Make sure to continue prepping but don't let it take over your life, don't waste time worrying, it'll give you all kinds of health problems.


----------



## Diver (Nov 22, 2014)

1skrewsloose said:


> I read the link, why are they not stocking up on food?? To hell in a hand basket, that tech gizmo won't do much for you. Guess I don't understand their culture. The last thing I would buy would be electronics. Pending monetary downfall.. jmo


There are two reasons: 1) When you have inflation it does not hit all goods equally. Some will have bigger price hikes than others. In this case imported goods will increase more than domestic goods, so it makes sense to skew purchases toward imported goods if you are able. 2) the importers may not be able to restock, so to some extent this could be either buy it now or you'll never get it.

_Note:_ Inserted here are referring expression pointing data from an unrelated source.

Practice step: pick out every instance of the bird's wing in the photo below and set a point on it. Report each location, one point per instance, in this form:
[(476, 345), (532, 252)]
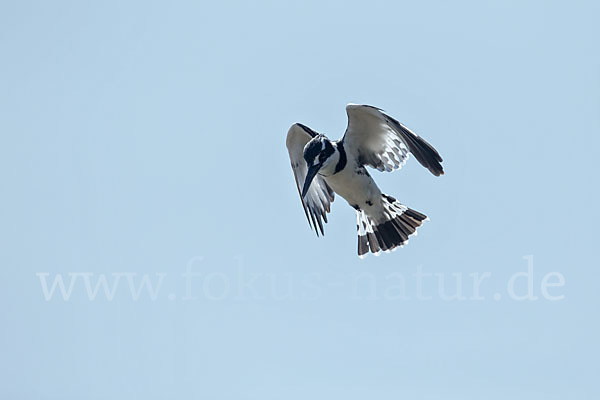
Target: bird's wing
[(382, 142), (318, 199)]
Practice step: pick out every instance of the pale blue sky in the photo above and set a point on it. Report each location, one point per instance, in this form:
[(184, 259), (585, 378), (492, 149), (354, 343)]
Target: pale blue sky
[(137, 136)]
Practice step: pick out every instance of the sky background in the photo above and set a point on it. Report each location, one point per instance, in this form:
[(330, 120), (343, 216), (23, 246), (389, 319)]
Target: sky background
[(148, 137)]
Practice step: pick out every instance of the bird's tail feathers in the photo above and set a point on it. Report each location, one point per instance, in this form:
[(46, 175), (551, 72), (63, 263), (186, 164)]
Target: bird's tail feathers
[(399, 225)]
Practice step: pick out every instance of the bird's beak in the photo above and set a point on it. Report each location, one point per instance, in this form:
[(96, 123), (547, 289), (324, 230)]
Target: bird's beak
[(310, 175)]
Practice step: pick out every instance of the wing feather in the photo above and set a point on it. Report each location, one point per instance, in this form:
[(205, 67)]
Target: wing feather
[(384, 143)]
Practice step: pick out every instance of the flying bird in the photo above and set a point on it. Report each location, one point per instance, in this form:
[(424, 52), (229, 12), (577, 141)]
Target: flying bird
[(323, 167)]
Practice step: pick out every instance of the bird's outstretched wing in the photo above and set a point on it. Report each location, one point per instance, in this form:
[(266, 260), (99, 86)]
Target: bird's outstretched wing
[(318, 199), (384, 143)]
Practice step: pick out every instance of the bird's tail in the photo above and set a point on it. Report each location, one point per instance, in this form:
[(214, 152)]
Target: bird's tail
[(400, 223)]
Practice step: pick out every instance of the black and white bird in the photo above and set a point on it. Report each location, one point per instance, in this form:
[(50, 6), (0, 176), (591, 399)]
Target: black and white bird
[(323, 167)]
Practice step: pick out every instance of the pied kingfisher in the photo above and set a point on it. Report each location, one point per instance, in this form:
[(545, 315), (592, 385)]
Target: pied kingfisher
[(322, 167)]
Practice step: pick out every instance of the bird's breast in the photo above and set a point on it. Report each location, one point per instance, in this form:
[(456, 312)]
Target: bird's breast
[(356, 186)]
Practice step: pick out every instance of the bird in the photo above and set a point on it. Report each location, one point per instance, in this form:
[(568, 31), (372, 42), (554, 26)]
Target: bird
[(323, 168)]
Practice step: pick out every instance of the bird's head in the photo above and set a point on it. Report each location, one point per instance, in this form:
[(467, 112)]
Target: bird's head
[(319, 154)]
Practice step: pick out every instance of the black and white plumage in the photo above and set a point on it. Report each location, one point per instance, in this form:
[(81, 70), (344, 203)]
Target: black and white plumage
[(323, 167)]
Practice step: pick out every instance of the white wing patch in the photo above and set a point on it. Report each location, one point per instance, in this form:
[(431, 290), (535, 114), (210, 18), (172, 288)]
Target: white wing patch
[(382, 142)]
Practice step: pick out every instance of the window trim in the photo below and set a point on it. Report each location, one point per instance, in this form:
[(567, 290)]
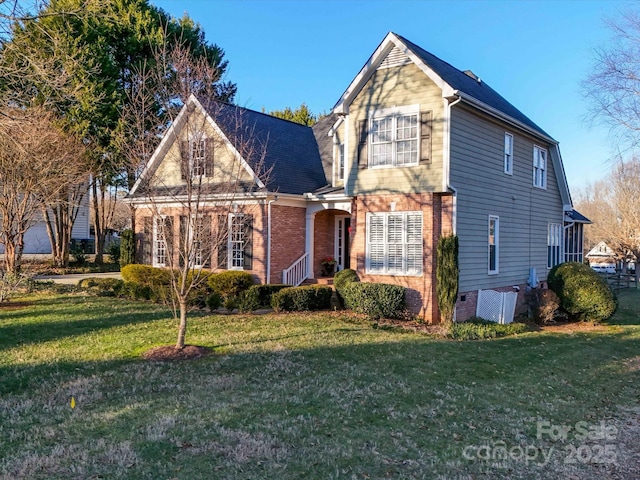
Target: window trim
[(555, 235), (394, 113), (496, 244), (156, 240), (508, 154), (405, 245), (542, 183)]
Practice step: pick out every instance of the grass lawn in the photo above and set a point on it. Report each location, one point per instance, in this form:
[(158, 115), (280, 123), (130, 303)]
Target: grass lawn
[(318, 396)]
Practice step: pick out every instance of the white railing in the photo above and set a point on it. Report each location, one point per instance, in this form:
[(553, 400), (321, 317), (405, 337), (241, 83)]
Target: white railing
[(297, 273)]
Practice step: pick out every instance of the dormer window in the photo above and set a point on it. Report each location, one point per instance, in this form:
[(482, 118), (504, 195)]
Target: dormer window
[(394, 140), (197, 155), (395, 137)]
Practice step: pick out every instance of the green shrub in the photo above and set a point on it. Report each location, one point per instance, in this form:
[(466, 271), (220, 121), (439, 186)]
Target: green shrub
[(214, 301), (376, 300), (135, 291), (104, 287), (583, 294), (342, 278), (146, 275), (127, 247), (113, 251), (447, 276), (230, 283), (311, 297), (478, 329), (258, 296)]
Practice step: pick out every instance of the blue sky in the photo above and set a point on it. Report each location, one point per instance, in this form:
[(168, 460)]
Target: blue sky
[(534, 53)]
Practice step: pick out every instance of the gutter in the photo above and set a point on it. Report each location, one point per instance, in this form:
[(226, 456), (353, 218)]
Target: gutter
[(502, 116), (275, 199), (446, 160)]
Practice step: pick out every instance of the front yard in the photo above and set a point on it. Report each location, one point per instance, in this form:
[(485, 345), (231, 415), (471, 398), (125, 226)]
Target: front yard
[(320, 395)]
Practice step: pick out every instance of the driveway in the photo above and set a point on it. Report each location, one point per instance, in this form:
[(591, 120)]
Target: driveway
[(74, 278)]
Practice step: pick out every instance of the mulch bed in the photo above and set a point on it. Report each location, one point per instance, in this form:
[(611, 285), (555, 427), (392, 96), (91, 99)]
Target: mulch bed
[(170, 352)]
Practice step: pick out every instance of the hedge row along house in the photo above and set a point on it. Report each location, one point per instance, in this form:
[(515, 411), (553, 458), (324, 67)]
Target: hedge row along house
[(414, 149)]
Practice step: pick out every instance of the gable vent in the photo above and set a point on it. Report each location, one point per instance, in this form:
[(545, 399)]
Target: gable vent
[(395, 58)]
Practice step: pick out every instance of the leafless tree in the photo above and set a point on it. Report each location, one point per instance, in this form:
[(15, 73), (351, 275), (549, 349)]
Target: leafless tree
[(186, 218), (37, 171), (613, 87), (612, 205)]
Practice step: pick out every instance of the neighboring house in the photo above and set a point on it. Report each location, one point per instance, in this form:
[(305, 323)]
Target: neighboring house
[(36, 240), (413, 150), (601, 254)]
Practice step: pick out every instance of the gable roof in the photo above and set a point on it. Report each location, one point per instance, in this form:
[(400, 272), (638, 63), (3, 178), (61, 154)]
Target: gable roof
[(286, 152), (452, 81)]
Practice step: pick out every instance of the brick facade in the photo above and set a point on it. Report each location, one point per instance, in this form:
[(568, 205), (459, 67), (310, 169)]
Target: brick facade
[(288, 236)]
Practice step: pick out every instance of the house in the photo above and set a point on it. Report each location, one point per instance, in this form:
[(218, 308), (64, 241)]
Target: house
[(414, 149), (36, 238)]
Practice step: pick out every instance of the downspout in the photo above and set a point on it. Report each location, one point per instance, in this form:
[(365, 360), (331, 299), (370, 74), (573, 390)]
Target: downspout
[(275, 199), (447, 164)]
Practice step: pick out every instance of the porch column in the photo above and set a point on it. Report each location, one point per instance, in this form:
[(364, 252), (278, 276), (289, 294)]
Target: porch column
[(309, 242)]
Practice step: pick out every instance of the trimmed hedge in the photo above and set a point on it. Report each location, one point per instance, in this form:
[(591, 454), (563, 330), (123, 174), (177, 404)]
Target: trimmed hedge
[(258, 296), (311, 297), (583, 294), (146, 275), (230, 284), (478, 329), (343, 278), (376, 300)]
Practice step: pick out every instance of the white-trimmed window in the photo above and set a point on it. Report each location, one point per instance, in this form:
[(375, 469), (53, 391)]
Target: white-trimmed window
[(494, 245), (394, 243), (162, 235), (539, 167), (394, 137), (198, 156), (554, 241), (508, 153)]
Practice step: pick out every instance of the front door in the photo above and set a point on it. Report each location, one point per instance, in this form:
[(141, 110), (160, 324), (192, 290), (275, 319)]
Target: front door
[(342, 254)]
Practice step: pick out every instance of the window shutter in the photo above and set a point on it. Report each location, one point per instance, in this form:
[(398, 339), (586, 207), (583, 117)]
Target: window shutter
[(248, 242), (208, 165), (362, 144), (183, 236), (205, 240), (425, 137), (223, 238), (168, 237), (147, 240), (184, 159)]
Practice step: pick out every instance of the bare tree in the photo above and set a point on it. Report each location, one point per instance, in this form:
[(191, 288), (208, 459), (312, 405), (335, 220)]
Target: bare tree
[(613, 207), (36, 158), (614, 83), (186, 217)]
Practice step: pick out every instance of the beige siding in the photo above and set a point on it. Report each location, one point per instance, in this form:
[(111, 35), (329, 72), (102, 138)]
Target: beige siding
[(389, 87), (477, 155), (226, 167)]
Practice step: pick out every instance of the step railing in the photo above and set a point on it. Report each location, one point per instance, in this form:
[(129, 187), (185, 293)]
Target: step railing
[(298, 272)]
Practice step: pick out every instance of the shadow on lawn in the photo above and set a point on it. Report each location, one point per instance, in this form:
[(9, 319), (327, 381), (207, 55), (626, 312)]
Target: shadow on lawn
[(14, 333)]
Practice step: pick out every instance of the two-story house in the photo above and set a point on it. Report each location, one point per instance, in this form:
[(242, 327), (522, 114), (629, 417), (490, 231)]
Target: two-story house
[(413, 150)]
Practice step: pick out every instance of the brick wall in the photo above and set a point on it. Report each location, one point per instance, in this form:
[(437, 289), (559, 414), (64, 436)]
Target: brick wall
[(288, 225), (468, 301), (436, 217)]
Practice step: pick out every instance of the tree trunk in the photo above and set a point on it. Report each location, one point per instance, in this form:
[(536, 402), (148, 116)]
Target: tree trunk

Remember this is not a TEOTWAWKI event. This is a purely economic hardship.


----------



## tango (Apr 12, 2013)

Obama has two more years .
The amnesty mess and the Cuba mess, are just warm ups.
He will be outa control from now on, to continue/ expand his plans for destroying this country.


----------



## Piratesailor (Nov 9, 2012)

Suntzu said:


> I'm an economist, not a clairvoyant, but I can say with relative certainty that despite the best efforts of our government, the private sector will make 2015 a great year for the US.
> The spike price in oil had a much larger impact in in the recession dubbed the 'sub-prime mortgage crisis' Than it's given credit for. Oil has very inelastic demand, so the recent quarter after quarter growth of non-opec supply, prices have predictably crashed. We as a nation are producing a little more oil as suppliers and paying MUCH less as consumers, therefor the transfer of wealth is shifting away from nations like Russia, Saudi Arabia, Iran, Venezuela, and (Sorry neighbors) Canada & Mexico.
> 
> The result, assuming oil prices remain level with today's price, America's business and consumers will have a combined extra 1/3 of a TRILLION dollars to spend in 2015 that they didn't have in 2014.
> ...


Pretty accurate all the way around from the economy and history perspective...


----------



## TG (Jul 28, 2014)

Diver's explanation is better.


----------



## Ripon (Dec 22, 2012)

I'm sure glad to see a voice of reason. I do disagree with one number you presented (third of a trillion for the economy). I actually think it's less then a 100 billion since we use about 125 billion gallons of gas and we also have US production losing its higher revenue too. Still I don't agree with naysayers that believe our collapse is any moment.



Suntzu said:


> I'm an economist, not a clairvoyant, but I can say with relative certainty that despite the best efforts of our government, the private sector will make 2015 a great year for the US.
> The spike price in oil had a much larger impact in in the recession dubbed the 'sub-prime mortgage crisis' Than it's given credit for. Oil has very inelastic demand, so the recent quarter after quarter growth of non-opec supply, prices have predictably crashed. We as a nation are producing a little more oil as suppliers and paying MUCH less as consumers, therefor the transfer of wealth is shifting away from nations like Russia, Saudi Arabia, Iran, Venezuela, and (Sorry neighbors) Canada & Mexico.
> 
> The result, assuming oil prices remain level with today's price, America's business and consumers will have a combined extra 1/3 of a TRILLION dollars to spend in 2015 that they didn't have in 2014.
> ...


----------